As a matter of fact, it is not the first time that Assad is opening the cultural windows of the Muslims to the larger Mauritian multicultural community. Earlier, he fulfilled a similar objective with his much-applauded play “Bhandaari” in which he focussed on the rich culinary traditions of the Muslims of Mauritius.
And, as he did in the case of his play “Bhandaari,” Assad has, once again, privileged me with an advance copy of “Aqeeqa” before its official launching.
The play “Aqeeqa,” is a comedy-drama in English and Kreol. I have been well impressed with the plot. It revolves around a very simple but touching story filled with some very moving soliloquies. On stage, I’ve no doubt, it should impress greatly and may even bring tears to many eyes with the proper atmosphere and mood, accentuated with proper lighting, music and dialogue delivery. It is definitely a brilliant piece of drama and many people – Muslim or not – will like it as everyone, in one way or another, can well relate to the plot-situations and the leading characters.
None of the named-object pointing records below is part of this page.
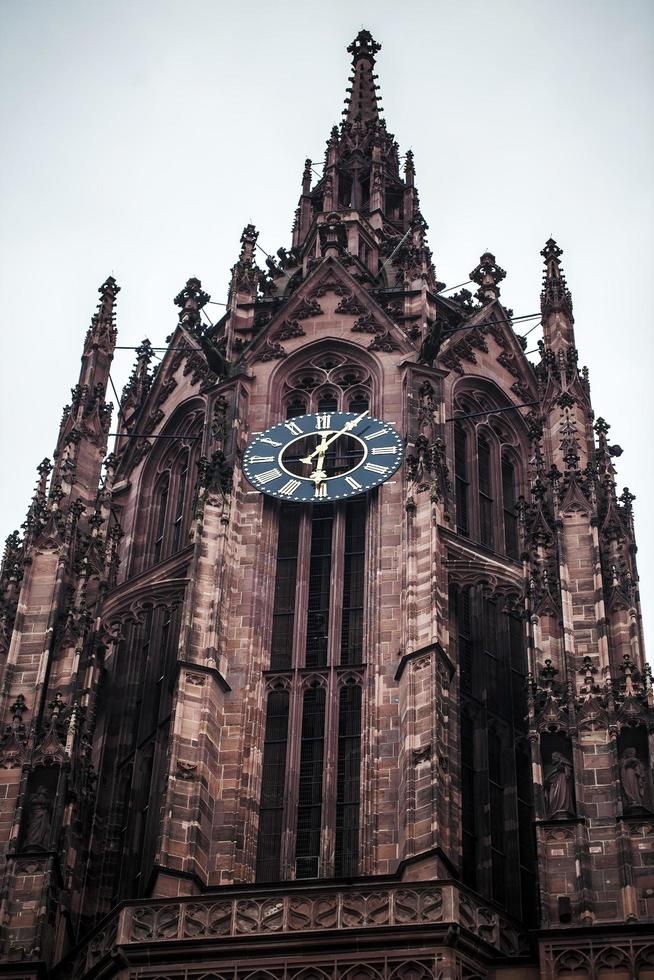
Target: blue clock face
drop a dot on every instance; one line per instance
(323, 457)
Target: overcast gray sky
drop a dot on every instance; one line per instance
(140, 137)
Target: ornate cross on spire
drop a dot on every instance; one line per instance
(361, 103)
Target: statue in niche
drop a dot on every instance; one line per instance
(37, 833)
(558, 787)
(633, 776)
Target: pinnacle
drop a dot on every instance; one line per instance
(361, 103)
(555, 294)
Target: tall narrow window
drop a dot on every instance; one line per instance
(161, 505)
(353, 581)
(348, 780)
(464, 621)
(508, 505)
(485, 493)
(180, 497)
(497, 811)
(497, 820)
(320, 567)
(461, 478)
(272, 787)
(281, 654)
(309, 811)
(468, 801)
(310, 785)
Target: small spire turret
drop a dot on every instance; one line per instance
(488, 275)
(362, 104)
(556, 300)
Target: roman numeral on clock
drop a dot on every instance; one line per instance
(268, 475)
(290, 487)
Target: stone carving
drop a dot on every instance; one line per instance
(288, 330)
(270, 352)
(39, 816)
(633, 776)
(384, 342)
(558, 787)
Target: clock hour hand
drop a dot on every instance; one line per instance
(326, 443)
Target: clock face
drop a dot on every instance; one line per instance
(323, 457)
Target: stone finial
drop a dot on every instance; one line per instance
(361, 103)
(555, 295)
(191, 300)
(487, 275)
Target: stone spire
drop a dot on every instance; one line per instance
(488, 275)
(82, 442)
(362, 104)
(556, 301)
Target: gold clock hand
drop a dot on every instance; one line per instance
(326, 443)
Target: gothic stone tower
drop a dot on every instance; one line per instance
(400, 732)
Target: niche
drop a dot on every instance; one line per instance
(558, 776)
(635, 774)
(38, 810)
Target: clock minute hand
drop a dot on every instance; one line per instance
(326, 443)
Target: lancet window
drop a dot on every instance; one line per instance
(167, 492)
(487, 475)
(498, 850)
(317, 661)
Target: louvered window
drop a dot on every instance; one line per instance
(317, 636)
(309, 810)
(508, 505)
(461, 478)
(485, 493)
(348, 780)
(272, 787)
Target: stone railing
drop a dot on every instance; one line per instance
(248, 912)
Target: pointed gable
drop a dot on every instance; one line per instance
(329, 303)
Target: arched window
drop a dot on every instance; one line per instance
(498, 858)
(461, 479)
(508, 505)
(486, 474)
(181, 479)
(162, 493)
(317, 629)
(167, 490)
(485, 490)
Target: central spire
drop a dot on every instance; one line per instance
(361, 103)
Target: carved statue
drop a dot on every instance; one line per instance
(558, 787)
(634, 779)
(431, 343)
(37, 833)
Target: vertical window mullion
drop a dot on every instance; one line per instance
(484, 471)
(351, 646)
(161, 505)
(320, 569)
(281, 651)
(310, 790)
(461, 479)
(508, 508)
(273, 783)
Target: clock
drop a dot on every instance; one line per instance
(323, 457)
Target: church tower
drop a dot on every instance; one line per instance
(337, 670)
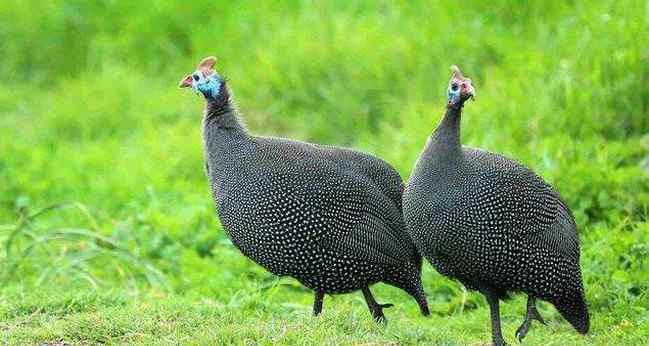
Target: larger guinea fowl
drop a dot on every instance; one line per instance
(493, 224)
(329, 217)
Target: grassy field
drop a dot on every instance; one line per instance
(107, 230)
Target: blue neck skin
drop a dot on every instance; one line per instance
(210, 86)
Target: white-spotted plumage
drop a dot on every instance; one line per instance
(494, 225)
(329, 217)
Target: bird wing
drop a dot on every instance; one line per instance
(381, 173)
(541, 215)
(339, 208)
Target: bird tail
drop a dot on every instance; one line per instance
(575, 310)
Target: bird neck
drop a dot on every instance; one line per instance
(444, 143)
(224, 134)
(221, 113)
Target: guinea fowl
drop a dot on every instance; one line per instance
(329, 217)
(493, 224)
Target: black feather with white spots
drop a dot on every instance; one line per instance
(329, 217)
(492, 223)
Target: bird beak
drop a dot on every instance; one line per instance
(468, 90)
(186, 82)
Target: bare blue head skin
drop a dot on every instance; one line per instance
(209, 86)
(204, 80)
(459, 89)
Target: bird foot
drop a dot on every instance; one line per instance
(521, 332)
(532, 314)
(377, 312)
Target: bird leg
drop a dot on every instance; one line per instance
(317, 303)
(375, 308)
(532, 314)
(494, 307)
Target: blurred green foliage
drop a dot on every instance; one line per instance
(90, 114)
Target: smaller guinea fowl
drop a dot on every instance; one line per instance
(328, 217)
(493, 224)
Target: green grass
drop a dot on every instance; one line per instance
(92, 124)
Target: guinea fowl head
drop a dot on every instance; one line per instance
(459, 88)
(204, 80)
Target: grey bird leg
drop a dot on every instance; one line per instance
(317, 303)
(375, 308)
(494, 306)
(532, 314)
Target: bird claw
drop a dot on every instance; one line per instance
(521, 332)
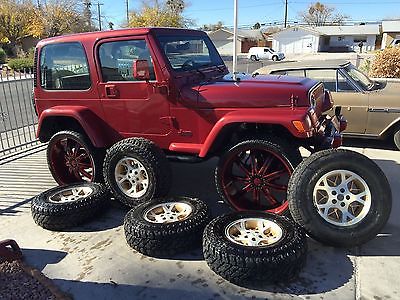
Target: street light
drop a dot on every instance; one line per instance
(235, 17)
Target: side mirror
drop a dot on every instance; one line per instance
(328, 101)
(141, 70)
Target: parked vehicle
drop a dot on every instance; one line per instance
(371, 107)
(257, 53)
(158, 93)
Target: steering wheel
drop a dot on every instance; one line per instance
(188, 64)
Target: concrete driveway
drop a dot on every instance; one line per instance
(94, 261)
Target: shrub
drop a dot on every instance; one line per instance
(386, 63)
(3, 56)
(20, 64)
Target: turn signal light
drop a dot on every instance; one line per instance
(299, 126)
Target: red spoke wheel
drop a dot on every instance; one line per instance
(254, 175)
(71, 158)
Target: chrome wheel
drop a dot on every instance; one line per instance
(168, 212)
(131, 177)
(253, 232)
(342, 198)
(70, 194)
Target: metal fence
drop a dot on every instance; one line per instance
(18, 120)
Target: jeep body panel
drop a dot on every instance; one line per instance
(181, 111)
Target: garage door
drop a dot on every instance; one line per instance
(303, 45)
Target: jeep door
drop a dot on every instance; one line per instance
(346, 94)
(131, 107)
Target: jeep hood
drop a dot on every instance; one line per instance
(253, 92)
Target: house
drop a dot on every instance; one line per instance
(223, 40)
(390, 31)
(307, 39)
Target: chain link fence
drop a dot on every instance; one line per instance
(18, 120)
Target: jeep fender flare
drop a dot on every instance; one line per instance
(273, 116)
(92, 124)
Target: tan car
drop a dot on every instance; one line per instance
(372, 108)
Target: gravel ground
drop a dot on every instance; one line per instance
(15, 283)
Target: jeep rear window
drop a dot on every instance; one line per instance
(186, 53)
(64, 66)
(116, 59)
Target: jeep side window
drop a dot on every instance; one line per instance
(64, 66)
(116, 59)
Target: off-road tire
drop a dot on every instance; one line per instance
(97, 155)
(242, 265)
(166, 239)
(288, 152)
(59, 216)
(396, 139)
(305, 212)
(151, 157)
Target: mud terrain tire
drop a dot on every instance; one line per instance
(340, 197)
(68, 206)
(151, 229)
(238, 262)
(142, 169)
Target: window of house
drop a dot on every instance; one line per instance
(117, 58)
(327, 76)
(64, 66)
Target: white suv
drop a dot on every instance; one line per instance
(257, 53)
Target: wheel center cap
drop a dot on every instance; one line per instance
(257, 181)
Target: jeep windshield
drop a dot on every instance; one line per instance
(187, 53)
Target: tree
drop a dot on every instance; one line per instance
(319, 14)
(59, 17)
(16, 18)
(156, 14)
(212, 27)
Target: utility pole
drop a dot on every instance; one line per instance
(99, 13)
(285, 13)
(127, 12)
(235, 17)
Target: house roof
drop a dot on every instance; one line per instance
(368, 29)
(252, 34)
(391, 26)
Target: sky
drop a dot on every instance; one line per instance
(262, 11)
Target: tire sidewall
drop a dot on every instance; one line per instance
(216, 231)
(42, 202)
(322, 228)
(136, 215)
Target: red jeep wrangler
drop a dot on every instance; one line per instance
(166, 93)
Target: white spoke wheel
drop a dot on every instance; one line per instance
(71, 194)
(68, 206)
(165, 227)
(168, 212)
(254, 232)
(254, 247)
(131, 177)
(136, 170)
(340, 197)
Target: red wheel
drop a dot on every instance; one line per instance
(71, 158)
(253, 175)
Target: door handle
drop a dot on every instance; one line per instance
(111, 91)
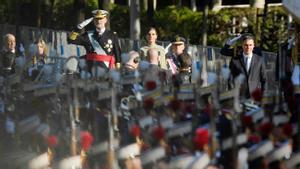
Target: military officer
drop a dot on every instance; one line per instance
(101, 44)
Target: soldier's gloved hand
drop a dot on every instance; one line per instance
(233, 40)
(84, 23)
(73, 35)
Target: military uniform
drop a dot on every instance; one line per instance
(102, 48)
(161, 54)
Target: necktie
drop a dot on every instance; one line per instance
(247, 63)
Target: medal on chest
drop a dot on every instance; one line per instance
(108, 45)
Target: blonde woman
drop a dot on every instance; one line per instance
(40, 57)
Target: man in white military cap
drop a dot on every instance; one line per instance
(101, 44)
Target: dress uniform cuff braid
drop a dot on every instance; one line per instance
(73, 35)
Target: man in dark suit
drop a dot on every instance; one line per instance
(249, 64)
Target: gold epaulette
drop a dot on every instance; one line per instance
(118, 65)
(73, 35)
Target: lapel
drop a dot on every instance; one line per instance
(243, 65)
(253, 62)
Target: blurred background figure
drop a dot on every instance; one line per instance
(178, 48)
(8, 55)
(233, 48)
(39, 58)
(131, 62)
(251, 65)
(151, 43)
(185, 70)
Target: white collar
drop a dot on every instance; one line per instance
(249, 55)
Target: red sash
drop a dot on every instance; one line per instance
(102, 58)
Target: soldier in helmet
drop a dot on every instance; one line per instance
(101, 44)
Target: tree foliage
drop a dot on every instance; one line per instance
(169, 21)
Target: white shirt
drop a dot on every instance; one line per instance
(249, 57)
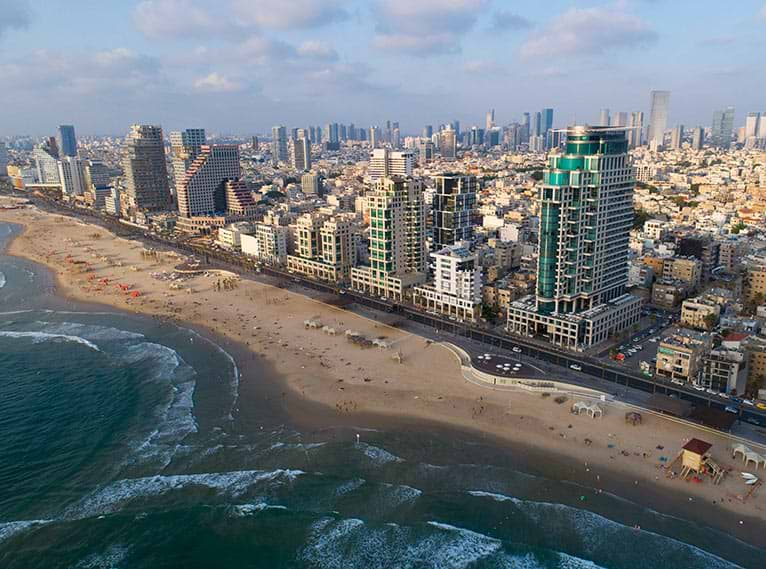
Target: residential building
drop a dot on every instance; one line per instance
(397, 239)
(185, 146)
(146, 174)
(66, 141)
(386, 163)
(201, 191)
(278, 145)
(586, 214)
(658, 118)
(723, 126)
(453, 208)
(456, 289)
(72, 177)
(267, 244)
(700, 313)
(679, 356)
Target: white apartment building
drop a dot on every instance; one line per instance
(456, 289)
(386, 163)
(267, 244)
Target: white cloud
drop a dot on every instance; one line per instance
(173, 18)
(424, 27)
(290, 14)
(217, 83)
(317, 50)
(14, 15)
(589, 31)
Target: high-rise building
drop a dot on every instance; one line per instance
(453, 207)
(385, 162)
(723, 125)
(72, 176)
(185, 146)
(425, 152)
(448, 144)
(302, 152)
(658, 118)
(46, 165)
(603, 119)
(547, 120)
(677, 137)
(311, 184)
(698, 138)
(619, 119)
(636, 130)
(146, 173)
(66, 140)
(278, 145)
(3, 160)
(490, 119)
(586, 214)
(202, 191)
(752, 133)
(456, 289)
(397, 239)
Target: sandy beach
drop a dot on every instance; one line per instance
(319, 368)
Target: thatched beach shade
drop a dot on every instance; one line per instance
(633, 418)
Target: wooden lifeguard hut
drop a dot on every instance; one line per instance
(693, 457)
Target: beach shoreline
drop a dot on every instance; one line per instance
(319, 381)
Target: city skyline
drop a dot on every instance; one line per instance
(256, 64)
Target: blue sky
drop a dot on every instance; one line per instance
(240, 66)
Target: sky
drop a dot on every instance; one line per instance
(241, 66)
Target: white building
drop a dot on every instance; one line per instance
(385, 162)
(456, 289)
(72, 176)
(267, 244)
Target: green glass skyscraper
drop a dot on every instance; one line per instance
(586, 213)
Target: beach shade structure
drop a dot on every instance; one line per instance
(633, 418)
(740, 449)
(693, 456)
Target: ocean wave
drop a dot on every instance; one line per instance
(40, 337)
(115, 496)
(351, 542)
(598, 535)
(9, 529)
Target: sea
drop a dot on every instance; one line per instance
(125, 442)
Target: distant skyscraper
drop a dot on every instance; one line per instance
(658, 118)
(203, 190)
(67, 141)
(146, 173)
(453, 207)
(185, 146)
(278, 145)
(547, 120)
(72, 176)
(636, 130)
(585, 223)
(723, 125)
(385, 163)
(698, 138)
(302, 152)
(676, 137)
(490, 120)
(448, 144)
(619, 119)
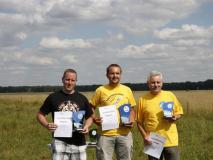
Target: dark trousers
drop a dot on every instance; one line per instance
(168, 153)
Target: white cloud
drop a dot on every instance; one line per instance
(54, 42)
(21, 35)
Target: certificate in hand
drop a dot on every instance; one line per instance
(109, 116)
(64, 123)
(155, 149)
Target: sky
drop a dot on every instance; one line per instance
(39, 39)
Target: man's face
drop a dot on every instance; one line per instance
(114, 75)
(69, 82)
(155, 84)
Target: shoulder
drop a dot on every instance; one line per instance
(55, 94)
(169, 93)
(125, 87)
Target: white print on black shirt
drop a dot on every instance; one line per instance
(68, 106)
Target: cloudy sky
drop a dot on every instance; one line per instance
(41, 38)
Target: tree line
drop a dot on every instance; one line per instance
(204, 85)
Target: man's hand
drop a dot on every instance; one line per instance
(97, 120)
(51, 127)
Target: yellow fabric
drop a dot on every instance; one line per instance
(106, 95)
(150, 115)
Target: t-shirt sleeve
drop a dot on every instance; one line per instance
(95, 98)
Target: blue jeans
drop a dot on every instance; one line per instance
(168, 153)
(122, 144)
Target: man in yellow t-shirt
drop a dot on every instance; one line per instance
(119, 139)
(151, 117)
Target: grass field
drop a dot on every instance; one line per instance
(22, 138)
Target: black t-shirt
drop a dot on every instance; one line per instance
(60, 101)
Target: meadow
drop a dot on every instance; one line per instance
(23, 138)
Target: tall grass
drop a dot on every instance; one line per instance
(22, 138)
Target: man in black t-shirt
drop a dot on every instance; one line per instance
(67, 100)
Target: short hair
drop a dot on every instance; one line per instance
(112, 65)
(153, 74)
(69, 70)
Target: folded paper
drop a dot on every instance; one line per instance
(167, 108)
(124, 111)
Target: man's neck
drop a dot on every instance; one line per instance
(68, 92)
(113, 85)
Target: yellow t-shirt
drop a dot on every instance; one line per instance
(119, 95)
(150, 115)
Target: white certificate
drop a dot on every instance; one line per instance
(64, 123)
(109, 116)
(155, 149)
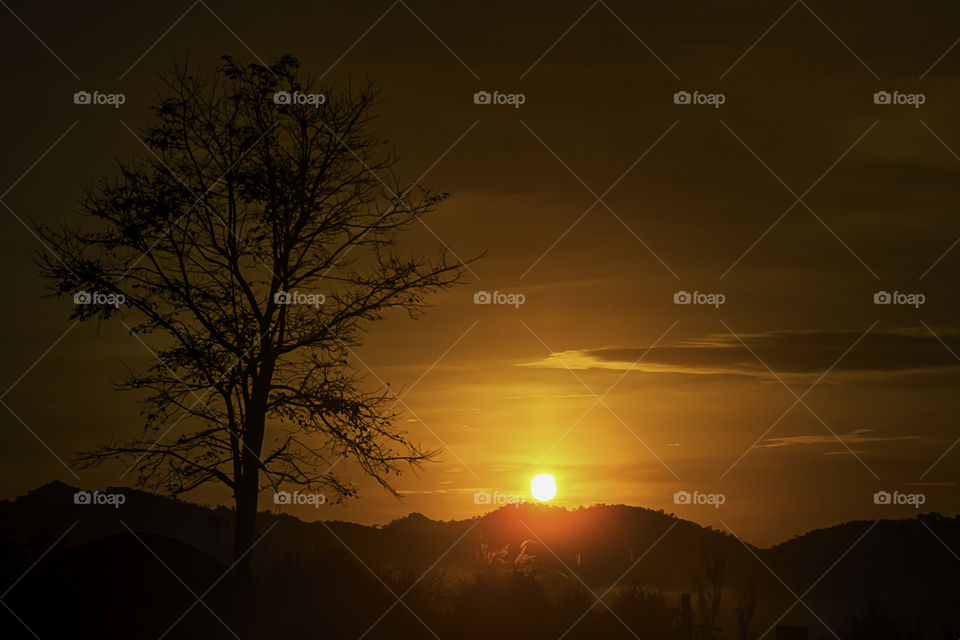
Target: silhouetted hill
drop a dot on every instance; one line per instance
(907, 565)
The ritual of “Aqeeqa” is performed in many parts of the Muslim world and is a recommended practice in Islam. It is traditionally performed or celebrated on the 7th, 14th, or 21st day after the birth of a child. This tradition, which also includes a naming ceremony, involves a ritual in which the baby’s head is shaved and the hair is collected and weighed and an equal amount of gold or silver or its monetary equivalent is given out in charity. Also, an animal (usually a goat or sheep) is sacrificed on the occasion and a portion of the meat is used during the celebratory feast with family and friends while the rest of the meat is usually distributed among the poor and needy.
Moreover, Muslims also believe that the “Azaan”(*), (Muslim call to prayer), should be the first words a Muslim new-born hears. Thus the “Azaan” is dutifully whispered into the right ear of the child by the father. Muslims also believe that an infant’s first taste should be something sweet so that sweetness ever flows from his mouth. In Islam, this is done by rubbing in the baby’s upper palate, either a softened date or a bit of honey.
Assad’s play, “Aqeeqa,” will be launched by the President of the Republic, H. E. Mr. Prithvirajsing Roopun, G.C.S.K., on September 16, 2020, at Hennessy Park Hotel at Ebene, Cybercity, under the aegis of the Petrusmok Bookstore.
Unfortunately, based as I am in Canada, and due to international travel restrictions imposed by Covid—19 Pandemic, I will miss the function. Too bad! But I’ll be there in spirit with my friend Assad, cheering him on with my hearty congratulations. “Aqeeqa” is, definitely another feather in his cap after the success of his earlier Plays: “BHANDAARI” and “DR. IDRICE GOUMANY”.
Moreover, I should like to add a word of appreciation for Assad’s proud sponsors – Currimjee Jeewanjee & Co. Ltd. – a firm that has always shown sustained interest in promoting the works of Mauritian authors and artists. To me, there is no doubt that Assad Bhuglah’s “Aqeeqa” is a rich addition to the pool of our growing Mauritian literature. Way to go, Assad!